Les jeunes filles prennent chacune le nom d'un objet de toilette: l'une sera le peigne, l'autre le savon, l'autre le miroir, l'autre la brosse. Celle qui conduit le jeu est au milieu du cercle, debout, tandis que les autres sont assises comme dans le jeu précédent. Elle dit: Madame demande sa brosse à cheveux. Celle qui porte ce nom doit aussitôt se lever. L'autre s'assied à sa place. Celle qui est debout dit: Madame demande sa pelote. Celle qui est pelote se lève en répondant immédiatement à l'appel de son nom; et ainsi de suite. Si on se fait attendre, on donne un gage, puis on dit: Madame demande toute sa toilette. Tout le monde se lève et change de place. La dernière qui reste paye un gage, et appelle un des objets de la toilette, qui en appelle un autre, jusqu'à ce qu'on soit fatigué du jeu. Si, au lieu de la toilette, on veut en nommer d'autres, on est libre de le faire, et le jeu que l'on compose ainsi prendra un autre nom, quoiqu'il soit au fond le même. Ainsi, on peut prendre les noms de tous les objets qui composent la table à thé, par exemple, le sucrier, la tasse, le plateau, etc.

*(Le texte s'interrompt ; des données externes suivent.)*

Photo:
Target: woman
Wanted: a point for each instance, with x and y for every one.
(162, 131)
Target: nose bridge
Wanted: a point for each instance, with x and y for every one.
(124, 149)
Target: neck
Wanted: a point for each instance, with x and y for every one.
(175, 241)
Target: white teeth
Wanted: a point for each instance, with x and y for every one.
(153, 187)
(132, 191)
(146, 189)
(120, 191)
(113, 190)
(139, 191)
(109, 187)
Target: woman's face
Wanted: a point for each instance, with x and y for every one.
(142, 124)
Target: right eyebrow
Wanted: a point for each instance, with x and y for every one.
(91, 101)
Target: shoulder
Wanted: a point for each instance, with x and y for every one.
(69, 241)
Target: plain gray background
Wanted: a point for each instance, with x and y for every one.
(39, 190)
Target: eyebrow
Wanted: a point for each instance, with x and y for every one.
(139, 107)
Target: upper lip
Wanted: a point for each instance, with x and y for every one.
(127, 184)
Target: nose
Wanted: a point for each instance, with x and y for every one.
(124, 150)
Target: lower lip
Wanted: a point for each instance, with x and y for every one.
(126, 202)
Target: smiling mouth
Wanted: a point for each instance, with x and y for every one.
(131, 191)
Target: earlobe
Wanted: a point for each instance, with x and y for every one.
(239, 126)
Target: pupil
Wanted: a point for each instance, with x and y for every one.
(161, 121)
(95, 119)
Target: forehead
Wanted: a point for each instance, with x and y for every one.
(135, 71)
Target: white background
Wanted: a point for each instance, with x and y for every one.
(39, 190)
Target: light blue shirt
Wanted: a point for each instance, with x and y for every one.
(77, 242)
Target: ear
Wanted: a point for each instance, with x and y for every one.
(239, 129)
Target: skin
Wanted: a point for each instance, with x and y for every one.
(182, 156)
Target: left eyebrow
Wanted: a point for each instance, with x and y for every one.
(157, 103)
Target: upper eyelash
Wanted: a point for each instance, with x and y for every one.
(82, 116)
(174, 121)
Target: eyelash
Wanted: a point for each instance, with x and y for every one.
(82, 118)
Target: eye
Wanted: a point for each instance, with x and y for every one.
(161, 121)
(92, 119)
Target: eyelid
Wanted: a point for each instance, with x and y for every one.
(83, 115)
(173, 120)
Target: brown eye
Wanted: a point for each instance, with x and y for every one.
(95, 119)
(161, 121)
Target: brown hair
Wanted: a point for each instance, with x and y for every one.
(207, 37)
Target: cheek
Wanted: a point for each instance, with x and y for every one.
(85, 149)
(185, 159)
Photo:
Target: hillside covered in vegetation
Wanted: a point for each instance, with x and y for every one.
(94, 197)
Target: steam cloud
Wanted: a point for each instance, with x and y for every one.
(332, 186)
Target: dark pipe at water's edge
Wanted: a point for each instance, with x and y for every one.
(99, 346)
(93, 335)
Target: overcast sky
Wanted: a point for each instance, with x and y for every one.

LE VOYAGEUR ET L'HÔTELLERIE.

Ce jeu n'est guère qu'une variété du jeu précédent, avec quelques légères différences dans la manière de le jouer. Une jeune fille représente le voyageur, et les autres représentent l'hôte ou l'hôtesse, la fille d'auberge, le garçon d'écurie, le cheval, la selle, la bride, l'avoine, les bottes, les pantoufles, le souper, la lumière, le feu, le lit, etc. Tous ces noms se rapportent soit au bagage d'un voyageur, soit aux choses dont il peut avoir besoin dans une auberge.

Quand toutes les personnes nommées sont assises, le voyageur entre et dit: «L'hôte, puis-je avoir ce soir un bon lit?» L'hôte et le lit se lèvent aussitôt. Ensuite le voyageur dit: «L'hôte, je voudrais avoir une bouteille de vin et de la lumière.» Enfin il a soin de demander tour à tour les objets dont les noms ont été donnés aux jeunes filles qui doivent se lever sans se le faire dire deux fois, sinon elles doivent un gage, et le voyageur en donne un aussi quand il demande quelque chose qui ne se trouve pas représenté par un des joueurs. Il faut que celle qui fait le rôle du voyageur mette beaucoup d'entrain et de mouvement dans le jeu qu'elle dirige.

LES QUATRE COINS.

Il faut être au nombre de cinq pour ce jeu bien connu. Chacune des jeunes filles prend une place à l'angle d'un carré. Celle qui reste au milieu s'appelle le nigaud. Les quatre autres changent de place, et le nigaud doit s'efforcer de prendre une des places restées vides. S'il réussit, c'est la personne dont la place se trouve prise et occupée qui devient nigaud à son tour.

LES VOISINS.

On s'assied en rond à une certaine distance les unes des autres. Il y a une personne au milieu, qui vient demander si l'on est content de ses voisins. A la réponse affirmative de la personne interrogée, tout le monde change de place comme dans la Toilette de madame, et la personne qui est au milieu tâche de se mettre à une place restée libre dans ce mouvement général. Si la réponse est négative, on désigne ceux qu'on désire avoir pour voisins, et les personnes désignées sont obligées d'aller prendre les places des voisins exclus. Dans cette permutation, qui se fait le plus rapidement possible, la personne du milieu tâche de s'asseoir quelque part.